Sunday, February 5, 2012

Crepe Day 2012!

Many of you may not be aware that many French celebrate February 2nd each year by making crepes!  Nevertheless, it happens every year in our house!  In France, February 2nd is a holiday called La Chandeleur or Candlemas.  According to a few online resources, the history of making crepes on this holiday goes all the way back to the hight of the Roman Empire.  I've also read that it's the holiday that celebrates the presentation of Jesus at the Temple.  It was said to be 40 days after His birth.  How crepes come into this equation is another question altogether. . .

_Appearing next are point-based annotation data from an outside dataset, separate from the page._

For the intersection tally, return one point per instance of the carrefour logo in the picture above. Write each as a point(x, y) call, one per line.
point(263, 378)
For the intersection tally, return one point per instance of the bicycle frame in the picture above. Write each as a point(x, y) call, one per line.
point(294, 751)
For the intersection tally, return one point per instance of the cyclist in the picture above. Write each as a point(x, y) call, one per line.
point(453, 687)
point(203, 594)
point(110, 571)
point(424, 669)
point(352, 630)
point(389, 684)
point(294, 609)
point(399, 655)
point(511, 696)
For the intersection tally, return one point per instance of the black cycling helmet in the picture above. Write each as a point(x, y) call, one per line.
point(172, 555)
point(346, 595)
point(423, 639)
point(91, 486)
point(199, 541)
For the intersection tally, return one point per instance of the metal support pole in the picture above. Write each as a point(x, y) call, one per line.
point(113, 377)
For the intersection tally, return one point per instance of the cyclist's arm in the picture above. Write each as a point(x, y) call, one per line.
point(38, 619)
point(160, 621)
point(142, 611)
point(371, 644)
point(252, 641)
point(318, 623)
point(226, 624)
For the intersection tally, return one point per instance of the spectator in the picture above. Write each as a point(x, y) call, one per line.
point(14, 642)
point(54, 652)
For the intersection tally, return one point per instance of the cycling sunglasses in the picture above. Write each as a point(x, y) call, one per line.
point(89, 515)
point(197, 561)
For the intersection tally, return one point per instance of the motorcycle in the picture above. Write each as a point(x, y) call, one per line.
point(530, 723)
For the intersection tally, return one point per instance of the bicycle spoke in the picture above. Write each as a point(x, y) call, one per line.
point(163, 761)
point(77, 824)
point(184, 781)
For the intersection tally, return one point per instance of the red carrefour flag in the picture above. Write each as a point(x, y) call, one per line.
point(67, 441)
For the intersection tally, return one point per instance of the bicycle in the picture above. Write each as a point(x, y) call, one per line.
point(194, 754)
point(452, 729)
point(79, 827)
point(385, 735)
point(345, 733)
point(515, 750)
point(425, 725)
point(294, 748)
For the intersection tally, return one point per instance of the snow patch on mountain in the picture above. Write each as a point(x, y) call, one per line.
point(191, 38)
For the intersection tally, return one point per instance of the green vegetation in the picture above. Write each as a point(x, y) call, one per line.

However, it appears that this day is celebrated in some form or another all over the world and it seems to be a day to predict the future in many Western countries.  In France, they eat crepes in the evening and the crepe chef holds a coin in one hand while flipping the crepe.  If he is able to complete the task without destroying the crepe, then it is good fortune throughout the year.

Our family does not prescribe to the theory that it brings us any good fortune, but we love an excuse to make crepes!  So, I decided many years ago (after researching some crepe recipes online) that I would make this a family tradition in our home and we try to share the tradition with friends each year.

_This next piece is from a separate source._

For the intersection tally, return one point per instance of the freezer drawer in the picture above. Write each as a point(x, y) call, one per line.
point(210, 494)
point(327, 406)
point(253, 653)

This year, my hubby is out of town, but both of my neighbors and their children came over after dinner to celebrate crepe day with us!  We typically set up a dessert crepe bar with the following: sliced strawberries and any other fruit we have, nutella, mini chocolate chips, carmel sauce, chocolate sauce, homemade whipped cream, powdered sugar and white granulated sugar!  My favorite crepe is hot off the stove with white sugar sprinkled delicately over the whole crepe and a thin line of carmel sauce drizzled down the middle!  Heavenly!  I like to taste the flavor of the crepe and I find that if I put too much in it, it's a mess and I completely miss the flavor of the crepe itself!

Jean-Luc's Crepes

1 1/2 cups AP flour
3 tbls. granulated sugar
1/4 tsp. salt
1 3/4 cup Whole milk
4 medium eggs
2 tbls. oil
1 tsp. almond extract
1 tsp. vanilla extract
Juice from 1/2 orange, freshly squeezed
Zest from 1/2 orange

Mix flour, sugar and salt in small bowl and set aside. Mix remaining wet ingredients in large bowl. Add dry ingredients to milk mixture with a whisk. Mix well. Let sit (covered) in a cooler or refrigerator overnight (4 hours min, but can be used immediately if necessary). Add milk to mixture it more thinning is needed after sitting overnight.

To cook the crepes, heat a medium to large skillet to medium (I use #6 on my stovetop).  Grab a flexible, flat spatula and fill a small plate with a thin layer of oil to grease the pan.  We dip the spatula in the oil and spread a thin layer of oil all over the pan while heating.  Use a 1/3 or 1/2 measuring cup (depends on the size of your skillet) to pour the batter into the pan.  Quickly move the pan around so that the batter evenly covers the entire surface, so that there are no holes and it should be a fairly thin layer.  When it appears that the batter is setting and you can gently lift the edges of the crepe, you can use the spatula to flip the entire crepe over in the pan.  Allow it to cook just a minute longer and it's ready to be decorated and eaten immediately!  Repeat for more deliciousness! 

This yield enough for a family of 4-6, but I would recommend doubling for an more.  When we have large family gatherings, I've been known to triple this recipe!  It's wonderful!